Chapter 3 : Mengutuk Kesunyian

13 1 2
                                    

4 hari pascabahtera.

"Tuhan benar-benar bajingan".

Hari kesekian aku menggoreskan garis pada tembok beton sebagai penanda hari pengganti kalender, sambil berharap kematian bisa hadir bak malaikat di siang bolong. Matahari sejengkal dari ubun-ubun dan tubuhku masih terdampar di sebongkah apartemen dengan tingkat kemiringan yang tajam, serta genangan air setinggi dua belas lantai.

Ya, dua belas lantai. Aku bisa memastikannya dari jumlah kamar yang berjumlah dua puluh di setiap lantainya. Dan saat ini aku berada di depan kamar bernomor 244, bagian terdalam yang bisa ku jelajahi dari gedung ini dengan nomor kamar terakhir yaitu 300. Tiga lantai sisanya sudah kugeledah demi mencari harapan hidup.

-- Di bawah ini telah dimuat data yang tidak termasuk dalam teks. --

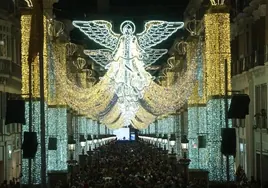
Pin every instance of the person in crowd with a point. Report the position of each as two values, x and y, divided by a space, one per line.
127 165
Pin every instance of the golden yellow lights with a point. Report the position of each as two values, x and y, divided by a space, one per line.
29 3
25 33
217 2
217 51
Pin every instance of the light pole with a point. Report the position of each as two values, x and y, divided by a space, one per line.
95 141
172 156
172 142
71 162
82 141
185 161
89 153
260 119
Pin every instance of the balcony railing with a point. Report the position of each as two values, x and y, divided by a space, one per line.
244 64
9 68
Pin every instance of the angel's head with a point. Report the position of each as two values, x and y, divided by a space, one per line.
127 28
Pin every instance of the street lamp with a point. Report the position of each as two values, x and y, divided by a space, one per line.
184 161
89 142
71 162
165 141
71 146
260 119
184 145
95 141
82 141
159 141
172 142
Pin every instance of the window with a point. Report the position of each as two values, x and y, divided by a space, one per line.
5 40
261 100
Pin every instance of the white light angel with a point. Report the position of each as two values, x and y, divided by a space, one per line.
127 55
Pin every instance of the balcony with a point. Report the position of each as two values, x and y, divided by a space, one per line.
9 69
244 64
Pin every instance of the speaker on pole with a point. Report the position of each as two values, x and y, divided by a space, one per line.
15 112
29 145
228 143
52 143
202 141
239 107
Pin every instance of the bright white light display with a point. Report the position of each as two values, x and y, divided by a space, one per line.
127 56
57 128
122 133
197 126
36 162
216 121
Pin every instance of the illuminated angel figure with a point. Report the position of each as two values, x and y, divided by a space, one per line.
127 54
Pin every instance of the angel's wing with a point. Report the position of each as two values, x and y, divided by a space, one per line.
102 56
99 31
152 55
157 31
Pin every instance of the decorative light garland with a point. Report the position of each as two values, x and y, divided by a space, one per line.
126 58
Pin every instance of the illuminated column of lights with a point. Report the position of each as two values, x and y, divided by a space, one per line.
170 78
36 162
215 122
217 50
192 48
57 128
193 126
82 125
203 153
82 130
102 129
95 128
25 33
152 128
177 130
89 126
51 77
83 78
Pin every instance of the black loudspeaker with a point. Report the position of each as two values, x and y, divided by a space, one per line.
15 112
52 144
239 107
29 145
202 141
228 143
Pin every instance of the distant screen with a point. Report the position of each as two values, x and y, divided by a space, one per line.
122 133
132 136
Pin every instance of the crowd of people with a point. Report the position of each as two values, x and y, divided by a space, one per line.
128 165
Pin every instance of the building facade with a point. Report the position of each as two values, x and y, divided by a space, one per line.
250 76
10 82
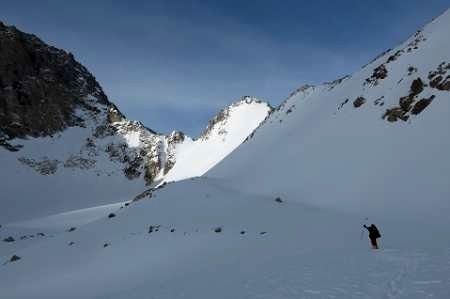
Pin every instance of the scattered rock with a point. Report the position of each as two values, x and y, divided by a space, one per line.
416 86
14 258
9 239
394 114
342 104
421 105
153 228
359 102
411 70
379 102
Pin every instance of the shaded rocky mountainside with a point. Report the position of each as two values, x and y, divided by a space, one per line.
282 215
373 141
64 145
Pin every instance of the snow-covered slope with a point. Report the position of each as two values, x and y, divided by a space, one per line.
281 217
225 132
65 146
374 142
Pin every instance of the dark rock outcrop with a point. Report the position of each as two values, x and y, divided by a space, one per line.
41 87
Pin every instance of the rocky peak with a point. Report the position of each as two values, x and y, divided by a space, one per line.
221 117
42 87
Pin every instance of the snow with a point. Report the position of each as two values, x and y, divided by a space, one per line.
306 252
132 139
194 158
351 159
335 168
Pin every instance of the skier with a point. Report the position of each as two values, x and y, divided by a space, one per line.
374 234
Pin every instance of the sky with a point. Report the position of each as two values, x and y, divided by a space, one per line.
174 64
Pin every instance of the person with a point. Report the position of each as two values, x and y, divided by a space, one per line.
374 234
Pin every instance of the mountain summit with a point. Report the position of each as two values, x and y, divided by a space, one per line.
72 147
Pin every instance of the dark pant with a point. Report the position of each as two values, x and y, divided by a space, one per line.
373 241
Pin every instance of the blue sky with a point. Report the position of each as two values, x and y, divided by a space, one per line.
174 64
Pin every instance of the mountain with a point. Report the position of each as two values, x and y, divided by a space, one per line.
370 142
66 146
282 215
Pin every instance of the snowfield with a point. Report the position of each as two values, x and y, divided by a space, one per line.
286 250
282 215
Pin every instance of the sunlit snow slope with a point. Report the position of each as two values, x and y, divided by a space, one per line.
281 217
226 132
376 141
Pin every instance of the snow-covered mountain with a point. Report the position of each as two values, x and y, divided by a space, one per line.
373 141
281 216
64 144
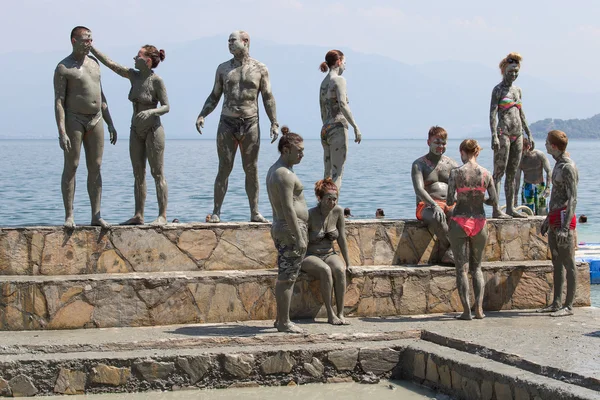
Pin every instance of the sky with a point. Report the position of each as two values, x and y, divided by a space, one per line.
557 39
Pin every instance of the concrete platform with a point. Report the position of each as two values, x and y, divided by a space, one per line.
179 297
521 353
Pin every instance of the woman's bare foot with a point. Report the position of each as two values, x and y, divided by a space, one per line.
159 221
69 223
289 327
258 218
465 316
563 312
214 219
136 220
550 308
500 214
101 223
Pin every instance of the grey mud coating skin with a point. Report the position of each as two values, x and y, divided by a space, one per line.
561 238
289 232
240 80
335 115
466 187
534 164
507 135
147 135
325 221
430 174
80 107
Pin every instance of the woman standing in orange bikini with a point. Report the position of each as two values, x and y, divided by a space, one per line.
467 229
507 135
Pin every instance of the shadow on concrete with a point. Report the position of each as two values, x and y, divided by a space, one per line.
223 330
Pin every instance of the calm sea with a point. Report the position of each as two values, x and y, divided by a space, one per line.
377 175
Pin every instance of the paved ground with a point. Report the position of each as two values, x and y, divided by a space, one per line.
571 344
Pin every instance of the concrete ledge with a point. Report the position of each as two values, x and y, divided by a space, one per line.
234 246
146 299
463 375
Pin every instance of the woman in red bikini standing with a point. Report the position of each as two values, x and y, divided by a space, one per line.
467 230
507 135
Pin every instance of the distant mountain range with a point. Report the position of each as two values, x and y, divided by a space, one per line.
575 128
389 99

Tangga menuju lantai bawah hanya berisikan air yang tak bisa kupastikan ujungnya karena aku terlalu malas untuk mencari tau. Aku berharap tak ada monster laut yang menari-nari di dalam sana berpesta ria dengan "tetanggaku" di lantai bawah.

Aku menggerutu disetiap menyapa teman-teman tak bernyawa yang berceceran bagai warga pasca pesta miras ini. Aku menutupi mereka semua dengan apapun yang bisa dipakai. Kain, selimut, plastik sampah, apapun itu. Lucu rasanya mengingat beberapa hari sebelumnya aku hampir tak bergeming hanya karena bangkai seekor anjing pug yang tergeletak kaku dengan separuh badannya tertutupi lemari kayu seukuran lift barang. Aku tak beranjak sedikitpun hingga perutlah yang menentukan langkah kakiku.

Berhari-hari aku mengutuk Tuhan karena tak membiarkanku pergi dengan tenang bersama dengan pug itu, menuju keabadian tentunya. Aku bisa melihat si anjing tersenyum lembut sebelum aku menenggelamkannya ke laut bebas kemarin sebagai penghormatan terakhirku pada makhluk tak berdosa itu. Terasa damai, dan iri.

Aku ingin melakukan hal yang sama pada tetangga-tetangga ramah lainnya, namun sayangnya hanya tangan kanan yang bisa kuharapkan saat ini disaat tangan lainnya sudah membiru dengan bentuk tak karuan dihiasi jemari yang remuk berlumuran darah yang sudah mengering. Hanya dengan kain yang kuikat kencang dibagian lengan atas berharap seseorang akan datang dan memotongnya dengan sepenuh hati. Memotong lenganku sendiri saja aku tak sanggup apalagi memenuhi keinginanku untuk merasakan nikmatnya kematian yang sedari tadi sudah diujung lidah kuimpikan. Kupikir semua semudah di film-film.

"Bangsat!". Carutku histeris dengan mata berair. Aku terkejut bukan kepalang saat membuka kamar 244 dan mendapati seonggok mayat terbaring syahdu dengan luka menganga di bagian perut. Baunya sungguh tak sedap, apalagi bentuknya. Aku melindungi hidung dari pekatnya aroma daging busuk itu sambil menahan sarapanku yang hampir meloncat keluar dari tenggorokan. Muntahku sudah di ujung gigi dan dengan sangat amat terpaksa kutelan kembali bulat-bulat mengingat aset pengganjal perutku yang terbatas.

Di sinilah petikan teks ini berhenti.